For example, a patient with a monthly prescription expenditure across multiple prescriptions totaling $1,000 a month would never reach the threshold of $7,062.50 within the calendar year despite $12,000 in annual expenses. In month one, the patient would begin by paying 100% of expenses until the ' deductible phase' is satisfied. Then the patient would pay 25% of expenses with the remainder paid by their plan until the 'coverage gap phase' is satisfied. Similarly, the patient pays 25% of their medication cost with the remainder being paid by the manufacturer until the final 'catastrophic phase' is satisfied. Once a patient spent the $7062.50 and reached the final catastrophic phase, the patient pays 5% of their medication costs (or a flat cash payment of $3 (for generic drugs) to $8 (for brand drugs) dollars per dispensation whichever is smaller).

Expenses covered by the plan and the manufacturer do not count towards the catastrophic patient contribution threshold. In turn, 75% of expenditures do not count towards the catastrophic limit. If the deductible on their plan is $500, they would pay $500 + 25% of $1,000 a month through the end of the year, or $500 + $2,875(25% of $11,500) which is less than $7,062.50. In 2016, a patient's monthly medication expenses would need to exceed 2,500 a month in gross drug costs to reach the catastrophic contribution threshold and enter the final Part-D phase, assuming a deductible of $500. The patient would only be paying 25% of the qualifying amount in most intermediary phases, limiting their contribution towards the $7,062.50 threshold.

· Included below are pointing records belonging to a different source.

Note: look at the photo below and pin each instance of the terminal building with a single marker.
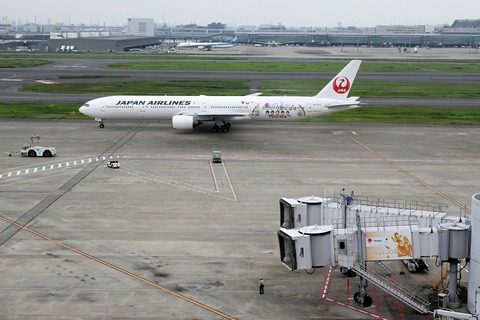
(142, 33)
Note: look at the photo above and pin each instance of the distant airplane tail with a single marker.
(234, 40)
(340, 85)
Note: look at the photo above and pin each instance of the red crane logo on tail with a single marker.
(341, 85)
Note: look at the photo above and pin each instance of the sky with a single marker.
(290, 13)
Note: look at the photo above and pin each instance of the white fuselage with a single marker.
(233, 107)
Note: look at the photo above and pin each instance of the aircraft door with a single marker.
(309, 110)
(143, 108)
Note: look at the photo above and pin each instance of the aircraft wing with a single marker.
(210, 116)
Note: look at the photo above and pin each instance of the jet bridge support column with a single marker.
(361, 295)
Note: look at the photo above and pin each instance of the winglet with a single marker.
(340, 85)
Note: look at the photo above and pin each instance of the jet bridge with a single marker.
(350, 233)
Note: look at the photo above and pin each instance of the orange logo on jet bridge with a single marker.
(341, 85)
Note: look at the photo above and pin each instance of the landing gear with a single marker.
(363, 298)
(100, 122)
(221, 128)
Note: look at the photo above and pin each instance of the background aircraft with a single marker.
(187, 112)
(208, 45)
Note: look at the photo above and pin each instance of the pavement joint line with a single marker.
(410, 175)
(119, 269)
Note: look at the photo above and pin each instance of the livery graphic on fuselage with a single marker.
(278, 111)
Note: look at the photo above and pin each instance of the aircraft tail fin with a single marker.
(340, 85)
(234, 40)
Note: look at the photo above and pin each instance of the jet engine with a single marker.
(182, 122)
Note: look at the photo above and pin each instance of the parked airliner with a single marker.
(187, 112)
(208, 45)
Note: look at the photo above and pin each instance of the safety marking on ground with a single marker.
(46, 81)
(48, 167)
(324, 296)
(408, 174)
(119, 269)
(184, 185)
(12, 80)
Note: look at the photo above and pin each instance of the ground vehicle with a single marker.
(37, 151)
(113, 164)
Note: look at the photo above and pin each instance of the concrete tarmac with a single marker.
(171, 235)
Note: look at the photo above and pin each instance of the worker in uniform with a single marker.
(261, 285)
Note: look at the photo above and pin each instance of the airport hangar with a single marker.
(103, 44)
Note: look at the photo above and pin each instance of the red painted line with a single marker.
(230, 181)
(213, 176)
(348, 291)
(374, 298)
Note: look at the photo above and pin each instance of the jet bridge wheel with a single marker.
(364, 299)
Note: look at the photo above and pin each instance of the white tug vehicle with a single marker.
(29, 150)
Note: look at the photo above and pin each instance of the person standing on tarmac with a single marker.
(261, 284)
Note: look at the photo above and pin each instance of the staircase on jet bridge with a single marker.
(403, 293)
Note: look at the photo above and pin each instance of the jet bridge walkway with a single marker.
(407, 295)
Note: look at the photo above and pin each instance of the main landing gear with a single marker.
(100, 123)
(221, 128)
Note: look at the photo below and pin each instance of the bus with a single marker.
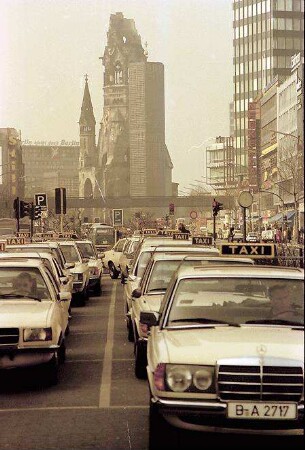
(102, 235)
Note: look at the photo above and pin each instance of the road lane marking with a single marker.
(105, 390)
(69, 408)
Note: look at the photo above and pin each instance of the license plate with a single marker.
(266, 411)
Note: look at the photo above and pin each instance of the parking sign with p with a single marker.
(41, 200)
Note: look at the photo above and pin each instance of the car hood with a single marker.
(24, 313)
(207, 346)
(150, 302)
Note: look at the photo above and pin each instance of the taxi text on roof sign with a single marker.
(181, 236)
(202, 240)
(250, 250)
(166, 232)
(24, 234)
(15, 241)
(149, 231)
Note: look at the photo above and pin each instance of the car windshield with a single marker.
(22, 283)
(161, 275)
(70, 253)
(238, 300)
(86, 249)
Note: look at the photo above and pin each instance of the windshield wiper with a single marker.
(20, 296)
(274, 322)
(206, 321)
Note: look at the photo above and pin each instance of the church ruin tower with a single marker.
(88, 160)
(133, 157)
(123, 47)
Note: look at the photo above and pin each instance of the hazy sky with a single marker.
(48, 45)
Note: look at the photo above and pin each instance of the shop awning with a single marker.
(279, 217)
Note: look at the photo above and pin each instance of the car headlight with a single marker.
(202, 379)
(179, 378)
(37, 334)
(191, 378)
(77, 277)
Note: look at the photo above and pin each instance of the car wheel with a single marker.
(98, 288)
(114, 273)
(50, 371)
(140, 361)
(62, 353)
(161, 433)
(130, 329)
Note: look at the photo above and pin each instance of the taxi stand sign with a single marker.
(202, 240)
(250, 250)
(181, 236)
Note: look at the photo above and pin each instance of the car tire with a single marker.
(114, 273)
(140, 362)
(50, 372)
(161, 434)
(130, 329)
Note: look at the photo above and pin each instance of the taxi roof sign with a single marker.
(250, 250)
(202, 240)
(181, 236)
(15, 241)
(147, 231)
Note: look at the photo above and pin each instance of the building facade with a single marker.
(47, 167)
(220, 163)
(11, 170)
(267, 33)
(133, 156)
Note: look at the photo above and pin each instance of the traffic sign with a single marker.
(250, 250)
(245, 199)
(202, 240)
(117, 217)
(41, 200)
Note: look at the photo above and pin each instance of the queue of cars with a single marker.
(38, 282)
(219, 338)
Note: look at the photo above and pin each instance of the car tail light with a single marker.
(159, 377)
(144, 329)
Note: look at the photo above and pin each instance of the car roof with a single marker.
(246, 271)
(183, 249)
(199, 257)
(22, 263)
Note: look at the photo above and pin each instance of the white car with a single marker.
(33, 320)
(79, 269)
(88, 251)
(111, 258)
(153, 285)
(226, 353)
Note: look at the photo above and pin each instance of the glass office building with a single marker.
(267, 33)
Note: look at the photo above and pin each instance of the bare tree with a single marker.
(291, 175)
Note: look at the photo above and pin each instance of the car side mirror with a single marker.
(150, 318)
(64, 296)
(64, 280)
(136, 293)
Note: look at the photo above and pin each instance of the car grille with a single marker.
(268, 383)
(9, 336)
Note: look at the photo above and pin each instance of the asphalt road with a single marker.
(98, 403)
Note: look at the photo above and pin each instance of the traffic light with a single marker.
(36, 212)
(217, 206)
(25, 209)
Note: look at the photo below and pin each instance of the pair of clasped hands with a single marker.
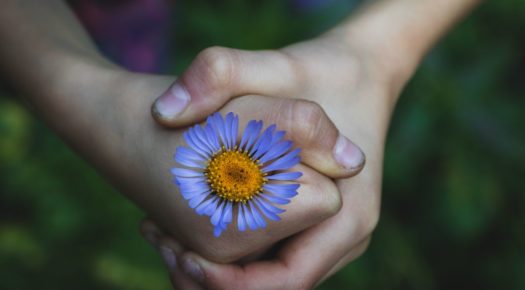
(328, 95)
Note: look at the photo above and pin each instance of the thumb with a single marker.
(218, 74)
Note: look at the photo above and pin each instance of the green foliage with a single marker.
(453, 207)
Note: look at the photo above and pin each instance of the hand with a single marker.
(143, 169)
(356, 87)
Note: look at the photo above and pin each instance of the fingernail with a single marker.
(169, 257)
(172, 102)
(193, 269)
(347, 154)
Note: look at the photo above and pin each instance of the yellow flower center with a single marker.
(233, 175)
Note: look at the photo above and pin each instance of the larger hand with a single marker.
(356, 90)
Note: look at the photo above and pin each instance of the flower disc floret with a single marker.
(234, 176)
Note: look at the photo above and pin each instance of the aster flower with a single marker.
(221, 177)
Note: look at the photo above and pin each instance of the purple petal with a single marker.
(217, 215)
(186, 161)
(212, 138)
(212, 207)
(265, 140)
(265, 211)
(234, 130)
(189, 153)
(218, 125)
(228, 213)
(257, 217)
(277, 137)
(227, 130)
(275, 199)
(195, 146)
(241, 222)
(253, 136)
(199, 140)
(276, 151)
(285, 176)
(285, 162)
(249, 218)
(197, 199)
(201, 135)
(181, 172)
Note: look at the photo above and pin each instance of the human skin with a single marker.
(103, 111)
(355, 72)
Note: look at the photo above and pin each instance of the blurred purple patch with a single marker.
(133, 33)
(309, 5)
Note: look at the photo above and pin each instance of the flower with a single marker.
(221, 176)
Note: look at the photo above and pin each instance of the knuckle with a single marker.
(334, 203)
(299, 284)
(309, 122)
(294, 68)
(216, 64)
(331, 202)
(218, 251)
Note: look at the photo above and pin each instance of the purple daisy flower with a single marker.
(221, 176)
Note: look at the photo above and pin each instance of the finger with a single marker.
(323, 147)
(303, 261)
(218, 74)
(171, 250)
(318, 199)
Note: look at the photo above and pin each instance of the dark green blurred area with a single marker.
(453, 213)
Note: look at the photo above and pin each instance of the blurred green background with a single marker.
(453, 213)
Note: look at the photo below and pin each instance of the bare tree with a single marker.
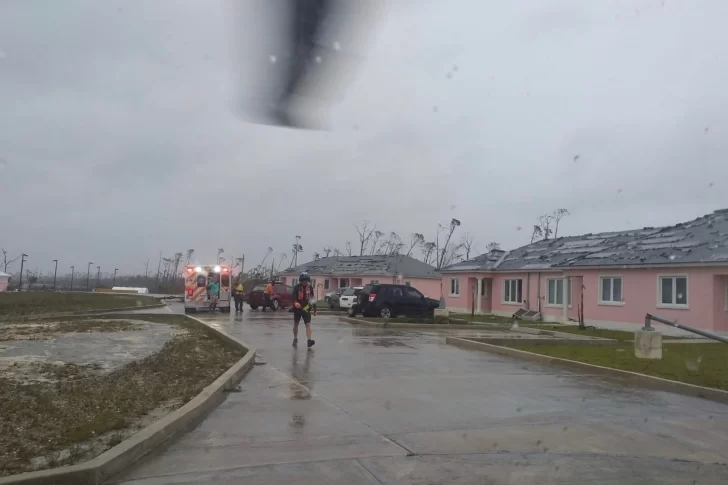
(376, 235)
(365, 234)
(466, 242)
(416, 240)
(536, 234)
(557, 216)
(428, 249)
(7, 263)
(545, 222)
(454, 224)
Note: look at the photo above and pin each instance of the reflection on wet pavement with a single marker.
(381, 406)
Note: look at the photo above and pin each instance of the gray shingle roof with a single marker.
(368, 265)
(703, 240)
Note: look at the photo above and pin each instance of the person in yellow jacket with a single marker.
(239, 296)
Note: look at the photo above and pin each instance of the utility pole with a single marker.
(88, 273)
(22, 262)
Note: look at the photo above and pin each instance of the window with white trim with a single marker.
(673, 291)
(555, 293)
(610, 289)
(513, 291)
(454, 287)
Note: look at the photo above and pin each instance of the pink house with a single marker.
(677, 272)
(328, 274)
(4, 281)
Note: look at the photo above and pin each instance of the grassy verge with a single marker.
(78, 412)
(481, 318)
(22, 304)
(699, 364)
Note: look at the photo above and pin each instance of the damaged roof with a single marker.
(368, 265)
(702, 240)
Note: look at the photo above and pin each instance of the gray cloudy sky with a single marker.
(116, 127)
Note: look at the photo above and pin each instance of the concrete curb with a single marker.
(424, 326)
(92, 312)
(124, 454)
(644, 380)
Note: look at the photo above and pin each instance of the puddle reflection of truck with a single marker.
(197, 282)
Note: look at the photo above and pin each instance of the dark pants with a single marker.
(298, 314)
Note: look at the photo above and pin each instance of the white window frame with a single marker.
(610, 302)
(567, 292)
(507, 281)
(454, 292)
(675, 306)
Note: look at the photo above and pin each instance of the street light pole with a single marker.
(22, 262)
(88, 274)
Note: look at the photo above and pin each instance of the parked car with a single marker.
(349, 297)
(282, 296)
(332, 297)
(388, 301)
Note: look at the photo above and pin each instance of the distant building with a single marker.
(4, 281)
(334, 272)
(677, 272)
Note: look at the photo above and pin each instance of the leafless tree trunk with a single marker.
(417, 239)
(466, 242)
(454, 223)
(557, 216)
(365, 234)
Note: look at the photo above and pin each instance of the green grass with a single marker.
(29, 303)
(59, 419)
(699, 364)
(481, 318)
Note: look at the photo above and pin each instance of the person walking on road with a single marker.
(239, 297)
(303, 304)
(213, 292)
(267, 295)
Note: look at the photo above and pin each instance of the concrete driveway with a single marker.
(377, 406)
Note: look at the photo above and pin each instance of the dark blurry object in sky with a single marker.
(294, 54)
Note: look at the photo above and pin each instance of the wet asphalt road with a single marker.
(377, 406)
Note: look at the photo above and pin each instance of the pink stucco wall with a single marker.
(428, 286)
(706, 295)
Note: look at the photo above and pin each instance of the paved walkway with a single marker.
(379, 406)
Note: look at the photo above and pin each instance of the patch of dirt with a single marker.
(45, 330)
(71, 413)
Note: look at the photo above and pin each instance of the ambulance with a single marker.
(197, 279)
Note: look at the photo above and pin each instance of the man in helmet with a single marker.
(267, 295)
(304, 303)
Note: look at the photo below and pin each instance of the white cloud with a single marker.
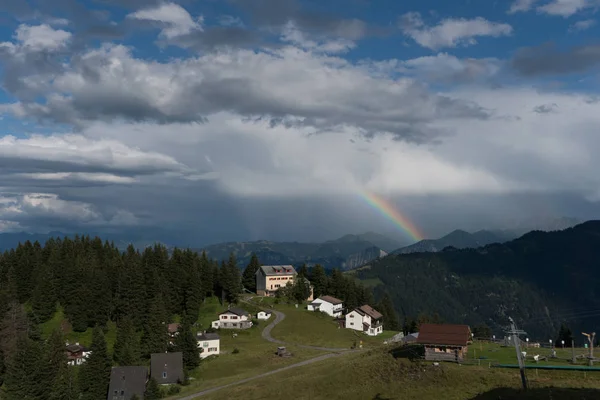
(39, 38)
(521, 6)
(582, 25)
(176, 20)
(451, 32)
(565, 8)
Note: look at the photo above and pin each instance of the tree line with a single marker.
(93, 282)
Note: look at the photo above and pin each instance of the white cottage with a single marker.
(327, 304)
(263, 315)
(209, 344)
(365, 319)
(233, 318)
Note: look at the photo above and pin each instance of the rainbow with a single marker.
(391, 213)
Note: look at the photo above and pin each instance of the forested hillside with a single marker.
(95, 285)
(540, 279)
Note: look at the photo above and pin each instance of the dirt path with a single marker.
(266, 334)
(300, 364)
(279, 316)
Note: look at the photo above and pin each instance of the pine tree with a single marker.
(126, 350)
(390, 317)
(21, 380)
(186, 342)
(249, 275)
(319, 281)
(154, 335)
(43, 301)
(153, 391)
(94, 374)
(58, 374)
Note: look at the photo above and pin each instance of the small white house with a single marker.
(233, 318)
(327, 304)
(263, 315)
(209, 344)
(365, 319)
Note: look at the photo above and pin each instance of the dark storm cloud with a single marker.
(547, 59)
(220, 36)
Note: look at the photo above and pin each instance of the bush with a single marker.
(173, 390)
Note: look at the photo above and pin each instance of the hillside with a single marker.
(347, 252)
(541, 279)
(459, 239)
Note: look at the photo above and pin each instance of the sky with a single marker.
(225, 120)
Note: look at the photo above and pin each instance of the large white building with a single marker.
(209, 344)
(327, 304)
(365, 319)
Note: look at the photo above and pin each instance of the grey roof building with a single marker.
(167, 368)
(126, 382)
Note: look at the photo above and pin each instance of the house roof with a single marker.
(75, 348)
(330, 299)
(368, 310)
(173, 327)
(171, 363)
(129, 380)
(236, 311)
(444, 334)
(207, 336)
(277, 269)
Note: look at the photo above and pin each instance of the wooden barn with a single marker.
(444, 342)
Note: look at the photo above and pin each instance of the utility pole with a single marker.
(514, 332)
(591, 340)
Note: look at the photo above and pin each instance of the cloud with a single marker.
(547, 59)
(451, 69)
(565, 8)
(582, 25)
(174, 19)
(450, 32)
(521, 6)
(562, 8)
(278, 13)
(288, 86)
(39, 38)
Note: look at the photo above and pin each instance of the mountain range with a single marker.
(541, 279)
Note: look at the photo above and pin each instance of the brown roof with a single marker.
(370, 311)
(331, 299)
(444, 334)
(173, 327)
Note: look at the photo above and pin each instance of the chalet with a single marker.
(366, 319)
(173, 330)
(234, 318)
(76, 354)
(327, 304)
(444, 342)
(269, 278)
(209, 344)
(264, 315)
(167, 368)
(126, 382)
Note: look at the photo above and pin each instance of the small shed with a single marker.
(444, 342)
(167, 368)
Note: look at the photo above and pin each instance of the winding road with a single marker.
(266, 334)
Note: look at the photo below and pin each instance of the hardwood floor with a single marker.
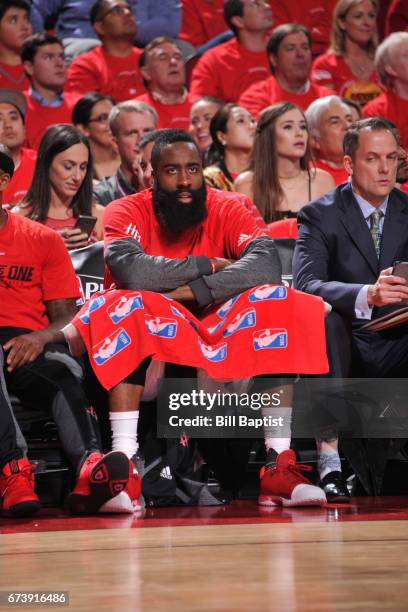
(296, 566)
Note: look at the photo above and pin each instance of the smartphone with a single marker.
(86, 223)
(400, 268)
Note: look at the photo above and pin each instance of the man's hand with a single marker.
(220, 263)
(181, 294)
(24, 349)
(73, 237)
(388, 289)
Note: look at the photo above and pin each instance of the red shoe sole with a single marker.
(107, 478)
(267, 500)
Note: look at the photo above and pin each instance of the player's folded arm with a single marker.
(133, 269)
(259, 264)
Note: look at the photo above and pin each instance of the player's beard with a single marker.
(176, 216)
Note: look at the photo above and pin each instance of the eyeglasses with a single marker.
(258, 3)
(102, 118)
(115, 10)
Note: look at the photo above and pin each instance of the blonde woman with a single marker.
(348, 66)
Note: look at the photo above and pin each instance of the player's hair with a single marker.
(169, 137)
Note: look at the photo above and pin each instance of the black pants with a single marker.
(51, 383)
(353, 351)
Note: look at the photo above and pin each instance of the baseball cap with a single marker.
(14, 97)
(6, 161)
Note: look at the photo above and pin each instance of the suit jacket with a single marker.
(335, 256)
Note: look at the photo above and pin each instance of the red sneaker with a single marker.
(17, 488)
(284, 485)
(101, 478)
(128, 501)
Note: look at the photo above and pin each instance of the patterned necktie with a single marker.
(375, 219)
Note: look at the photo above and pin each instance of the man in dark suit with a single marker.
(348, 242)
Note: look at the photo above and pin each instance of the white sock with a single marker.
(328, 456)
(271, 441)
(124, 431)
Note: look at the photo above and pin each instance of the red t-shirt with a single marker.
(226, 231)
(22, 177)
(227, 70)
(397, 17)
(13, 77)
(170, 115)
(390, 106)
(332, 71)
(107, 74)
(267, 92)
(38, 117)
(34, 268)
(339, 174)
(202, 20)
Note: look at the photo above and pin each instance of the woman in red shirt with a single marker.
(62, 186)
(348, 66)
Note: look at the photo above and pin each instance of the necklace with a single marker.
(290, 178)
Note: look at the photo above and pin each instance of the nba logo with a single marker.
(217, 352)
(124, 306)
(244, 319)
(111, 346)
(161, 326)
(212, 330)
(268, 292)
(270, 338)
(177, 312)
(225, 308)
(94, 304)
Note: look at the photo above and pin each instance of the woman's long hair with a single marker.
(82, 111)
(56, 139)
(267, 189)
(338, 35)
(216, 150)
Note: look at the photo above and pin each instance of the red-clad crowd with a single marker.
(279, 104)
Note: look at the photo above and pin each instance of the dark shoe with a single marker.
(334, 486)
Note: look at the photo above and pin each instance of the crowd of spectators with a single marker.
(267, 90)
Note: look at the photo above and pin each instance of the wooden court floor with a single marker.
(291, 560)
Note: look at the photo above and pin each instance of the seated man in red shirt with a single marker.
(13, 106)
(174, 254)
(290, 58)
(227, 70)
(38, 292)
(47, 102)
(15, 27)
(113, 68)
(164, 75)
(391, 62)
(328, 119)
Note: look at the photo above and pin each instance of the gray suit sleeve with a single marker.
(133, 269)
(258, 264)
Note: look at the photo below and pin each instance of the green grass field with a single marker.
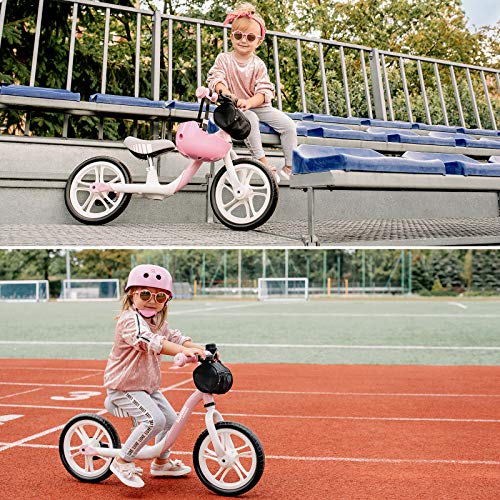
(341, 331)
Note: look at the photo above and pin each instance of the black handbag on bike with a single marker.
(213, 377)
(231, 119)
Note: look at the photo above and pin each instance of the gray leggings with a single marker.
(153, 413)
(280, 122)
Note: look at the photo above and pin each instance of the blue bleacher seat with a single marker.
(296, 116)
(40, 92)
(468, 141)
(341, 132)
(331, 119)
(458, 164)
(374, 122)
(434, 128)
(410, 137)
(478, 131)
(311, 159)
(126, 100)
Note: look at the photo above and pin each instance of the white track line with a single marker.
(22, 392)
(53, 429)
(176, 387)
(324, 459)
(295, 417)
(291, 346)
(458, 304)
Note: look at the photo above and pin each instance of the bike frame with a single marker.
(211, 418)
(152, 188)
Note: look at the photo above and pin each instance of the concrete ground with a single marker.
(330, 233)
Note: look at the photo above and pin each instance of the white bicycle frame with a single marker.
(153, 189)
(224, 457)
(211, 418)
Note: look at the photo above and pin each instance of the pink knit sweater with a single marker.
(244, 80)
(134, 361)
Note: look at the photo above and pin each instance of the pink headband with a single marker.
(231, 17)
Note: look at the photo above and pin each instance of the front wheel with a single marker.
(244, 468)
(92, 430)
(251, 208)
(96, 208)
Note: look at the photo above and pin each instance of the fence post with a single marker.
(377, 85)
(3, 7)
(155, 56)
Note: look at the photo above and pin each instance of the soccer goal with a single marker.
(90, 289)
(283, 288)
(24, 291)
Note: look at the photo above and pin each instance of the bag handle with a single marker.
(203, 122)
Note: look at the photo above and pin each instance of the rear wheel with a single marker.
(96, 208)
(258, 202)
(90, 430)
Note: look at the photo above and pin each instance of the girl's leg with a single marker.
(284, 125)
(254, 142)
(170, 417)
(148, 415)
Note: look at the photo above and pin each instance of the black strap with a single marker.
(204, 123)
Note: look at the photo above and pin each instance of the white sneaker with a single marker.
(128, 474)
(284, 174)
(171, 468)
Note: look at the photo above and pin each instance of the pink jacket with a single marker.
(244, 80)
(134, 361)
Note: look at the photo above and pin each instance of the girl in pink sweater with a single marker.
(243, 74)
(132, 376)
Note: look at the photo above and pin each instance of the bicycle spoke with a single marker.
(218, 472)
(240, 470)
(108, 201)
(89, 464)
(80, 431)
(230, 204)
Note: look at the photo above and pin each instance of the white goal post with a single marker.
(24, 291)
(283, 288)
(90, 289)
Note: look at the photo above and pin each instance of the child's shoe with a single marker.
(285, 172)
(171, 468)
(128, 473)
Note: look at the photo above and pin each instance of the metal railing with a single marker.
(310, 74)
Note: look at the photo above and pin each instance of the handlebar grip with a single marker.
(180, 359)
(202, 92)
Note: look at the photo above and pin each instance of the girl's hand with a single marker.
(244, 104)
(193, 352)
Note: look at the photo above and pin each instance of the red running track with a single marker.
(329, 431)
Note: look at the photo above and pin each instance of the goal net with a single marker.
(90, 289)
(283, 288)
(24, 290)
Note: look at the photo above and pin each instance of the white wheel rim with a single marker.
(86, 432)
(251, 207)
(241, 470)
(95, 205)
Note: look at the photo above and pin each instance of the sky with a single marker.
(481, 12)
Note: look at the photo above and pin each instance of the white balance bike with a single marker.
(227, 456)
(243, 193)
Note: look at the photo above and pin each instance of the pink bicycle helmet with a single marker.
(195, 143)
(150, 275)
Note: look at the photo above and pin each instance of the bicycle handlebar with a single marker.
(203, 92)
(180, 359)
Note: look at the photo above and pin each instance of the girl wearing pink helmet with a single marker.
(132, 376)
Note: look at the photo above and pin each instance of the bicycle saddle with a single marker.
(142, 149)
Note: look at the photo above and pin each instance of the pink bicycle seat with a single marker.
(197, 144)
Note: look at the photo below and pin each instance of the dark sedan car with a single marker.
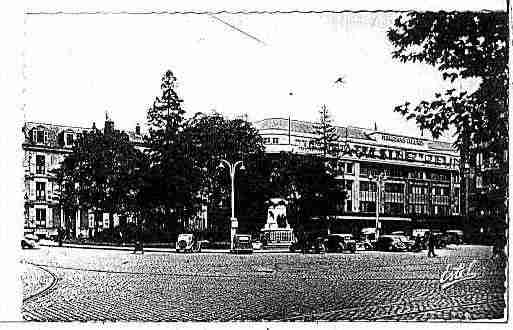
(242, 244)
(340, 243)
(390, 243)
(308, 245)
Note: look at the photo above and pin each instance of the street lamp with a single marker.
(232, 167)
(379, 180)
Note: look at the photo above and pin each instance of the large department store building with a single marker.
(421, 185)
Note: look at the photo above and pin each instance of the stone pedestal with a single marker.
(277, 233)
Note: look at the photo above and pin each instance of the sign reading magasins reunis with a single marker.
(402, 139)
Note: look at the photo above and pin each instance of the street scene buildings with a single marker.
(306, 166)
(422, 176)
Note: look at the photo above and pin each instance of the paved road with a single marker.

Multiple non-patient payers can contribute to patient contribution medication costs (before and after the catastrophic phase). In the case of HIV medications, Ryan White Part-B and Medicaid may contribute to medication costs attributed to the patient through reimbursement, rebates direct supply or additional mechanisms. These contributions may count towards the individual patient's catastrophic threshold. Part-D low income subsidies may also contribute to patient medication expenses which in some non-patient payments would count towards the catastrophic threshold. This study was specifically interested in the Out of Pocket Costs paid by the patient (OOP), Gross Drug Cost (GDC), month of the dispensation and if the dispensation included an HIV anti-retroviral ingredient. OOP in this study does not consider True Out Of Pocket (TrOOP) dollars which are dollars not paid by the insurer, but not necessarily paid by the patient. The patients' payment phase was not considered specifically but out of pocket expenses per-member per-month was used to assume 'catastrophic' phase in population level terms where an aggressive decrease in out of pocket spending would indicate that catastrophic spending was generally reached. In this study OOP is learned from the VRDC variable 'patient total payment amount'.29

Results

Table 1 shows descriptive characteristics of the two cohorts we analyzed. We found 43,859 patients fulfilling criteria for our HIV cohort. 72% (31,784 patients) of such patients are at the same time highly adherent to HIV therapy (fulfilling criteria of the HIV adherent cohort). The demography parameters are mostly comparable between the HIV cohort and the HIV adherent cohort. Blacks are disproportionately represented in both the HIV cohort and the HIV adherent cohort relative to US census data. This reflects the disproportionate burden of HIV among Blacks living in the US.30 The proportion of females is consistent with 20-25% national prevalence across all ages (especially older adults). Medicare is commonly remembered as health plan for seniors aged 65+. The Table 1 demography data, however, show that thanks to other Medicare eligibility mechanism (at least in 2016), many HIV+ patients under the age of 65 use Medicare and Medicare Part D as their health plan that pays for their care. Table 2 shows that 27% of patients in HIV Adherent cohort are 65+ while the remaining 73% are younger than 65 (e.g., 30% are aged 45-54). Age was calculated for each patient as of December 31, 2016.

Table 1. Descriptive characteristic of HIV and HIV Adherent Cohorts *.

HIV Cohort HIV Adherent Cohort
Population Count Count (proportion)
Distinct Population 43,859 31,784 (0.72)
Median Age 56 57
Gender Count (Proportion) Count (Proportion)
Male 32,540 (0.74) 24,028 (0.76)
Female 10,953 (0.25) 7,499 (0.23)
Race Count (Proportion) Count (Proportion)
Unknown 344 (0.00) 249 (0.00)
White 20,851 (0.47) 16,140 (0.51)
Black 18,636 (0.42) 12,385 (0.39)
Other 508 (0.01) 400 (0.01)
Asian 359 (0.00) 287 (0.00)
Hispanic 2,594 (0.05) 1,919 (0.06)
N. American Native 201 (0.00) 147 (0.00)
Age Count (Proportion) Count (Proportion)
18-24 100 (0.00) 50 (0.00)
25-34 1,383 (0.03) 701 (0.02)
35-44 3,866 (0.09) 2,354 (0.07)
45-54 12,675 (0.31) 9,085 (0.30)
55-64 12,008 (0.29) 9,242 (0.31)
65+ 10,504 (0.25) 8,007 (0.27)
*

Demography is reported where consistent across calendar years within VRDC. Inconsistent demography includes patients who report more than one distinct race, gender or whose year of birth is reported as at least two different values on a Medicare encounter claim over our 18 CMS observation years.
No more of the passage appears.